Volta a Portugal A logística e o pelotão que o povo não vê
Se de madrugada ainda trabalham, manhã bem cedo o contentor/oficina do camião das equipas tem nos mecânicos das equipas verdadeiros ‘workaholic’s’, já a dar mangueiradas de água nos carros da comitiva: são os verdadeiros homens sem sono da Volta: dos que menos dormem, porque há sempre muito a fazer.
«São os homens invisíveis… e imprescindíveis. É uma vida de amor ao ciclismo, sempre disponíveis. Não falta o que fazer», diz a A BOLA Américo Silva, antigo às do pedal e diretor desportivo da Aviludo-Louletano-Loulé Concelho, uma das equipas que testemunhámos manhã cedo e já após a meia-noite ainda a afinar toda a máquina naquilo que o adepto não vê: o imenso trabalho que dá estar tudo a brilhar para os ídolos do selim e pedal lhes darem alegrias.
A formação algarvia, que, quis o acaso, ficasse no mesmo hotel da equipa de reportagem de A BOLA, elucida de forma eloquente quem pense que isto da Volta se faz com meia dúzia de tostões e uma perna às costas.
A lista de coisas para aviar em terra antes de se fazerem ao alcatrão (ou empedrado) é extensa, qual talão de caixa do supermercado.
Um camião/oficina, um autocarro, três carros de apoio («mais o quarto, do marketing»), 21 bicicletas - três por cada corredor (duas ‘normais’, uma de contrarrelógio) -, rodas, raios, boiões de água, óleos, selins. E muita água. «120 boiões por dia se preparam, para os 15 dias». E com a diferença que Américo Silva acentua.
«Não é com orçamentos anuais como a das estelares Ineos, a rondar os €50M/ano, ou €40M/ano, como a Jumbo-Visma. Em Portugal? Orçamentos de €250 mil/ano ou €300 mil já não é para todos». E nem quis abordar os ordenados, quando comparado com outros desportos e o sacrifício que envolvem: a mão que levou à testa e o menear negativamente a cabeça a recordar os €700M que Mbappé rejeitou por um ano no Al Hilal (Arábia Saudita) dispensam comentários da disparidade paradoxal no mundo do desporto.
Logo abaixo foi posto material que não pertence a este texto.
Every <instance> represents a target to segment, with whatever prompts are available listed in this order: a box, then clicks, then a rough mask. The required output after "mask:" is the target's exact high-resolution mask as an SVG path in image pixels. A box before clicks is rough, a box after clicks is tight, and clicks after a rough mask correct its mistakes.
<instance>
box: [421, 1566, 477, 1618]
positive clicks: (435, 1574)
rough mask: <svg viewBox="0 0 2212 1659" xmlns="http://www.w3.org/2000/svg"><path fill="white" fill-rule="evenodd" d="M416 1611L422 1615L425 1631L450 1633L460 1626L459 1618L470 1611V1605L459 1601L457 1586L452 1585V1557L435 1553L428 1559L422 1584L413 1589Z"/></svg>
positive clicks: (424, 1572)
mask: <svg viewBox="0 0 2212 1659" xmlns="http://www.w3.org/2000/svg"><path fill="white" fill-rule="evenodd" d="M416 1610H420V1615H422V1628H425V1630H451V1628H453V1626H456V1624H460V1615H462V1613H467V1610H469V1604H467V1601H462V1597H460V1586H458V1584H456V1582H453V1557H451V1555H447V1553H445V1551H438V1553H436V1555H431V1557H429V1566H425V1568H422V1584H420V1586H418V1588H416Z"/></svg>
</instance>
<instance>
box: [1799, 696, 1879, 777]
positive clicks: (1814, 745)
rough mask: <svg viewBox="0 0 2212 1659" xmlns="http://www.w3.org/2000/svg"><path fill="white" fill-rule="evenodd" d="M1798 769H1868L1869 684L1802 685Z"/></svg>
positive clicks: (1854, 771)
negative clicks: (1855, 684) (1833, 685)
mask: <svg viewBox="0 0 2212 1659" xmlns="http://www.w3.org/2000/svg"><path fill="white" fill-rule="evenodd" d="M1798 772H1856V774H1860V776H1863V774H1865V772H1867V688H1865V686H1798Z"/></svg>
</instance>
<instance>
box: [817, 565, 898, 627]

Depois, é o pessoal. Sorriem enquanto dão no duro todo o dia a afinar tudo o que é para mexer. Lisuarte Martins (filho do antigo corredor José Martins) e João Ferreira são os dois da formação louletana, que traz ainda três massagistas: Iuri Jorge, Daniel Silva e João Roque.
Os que ninguém vê na estrada, mas são os alicerces onde se constrói o êxito na Volta, e que os corredores veneram e respeitam com a humildade devida dos humanos aos deuses. Os corredores são a fachada, mas atrás de si uma máquina oleada apoia.
«São 15 a 20 pessoas, no total. Vamos tentar ganhar etapas nesta primeira semana, e, em termos de geral individual, tentar apostar no Jesus Del Pino e no Vicente Garcia de Mateos [ambos espanhóis] para o ‘top 10’. E temos o Tomás Conte para os sprints, além do Daniel Viegas, um miúdo a quem devem tomar atenção: batia-se com o João Almeida.
Um camião equipado e preparado de raiz já adaptado para ciclismo, se novinho em folha, «chega aos €100 mil». Uns ‘calcantes’ próprios para o pedal, «isso ronda os €400 a €500 o par».
E para quem esta quinta-feira está num sítio e amanhã noutro bem distante, «não falta a máquina de lavar nem de secar roupa», diz-nos Américo Silva, hoje com 59 anos, a recordar a Volta de 1985.
«Quando a Volta passava no Alentejo, havia poucos hotéis e dormíamos… em casa das pessoas locais, aos grupos de dois e três», recorda o diretor desportivo dos algarvios, com a paixão de sempre. Como se quer.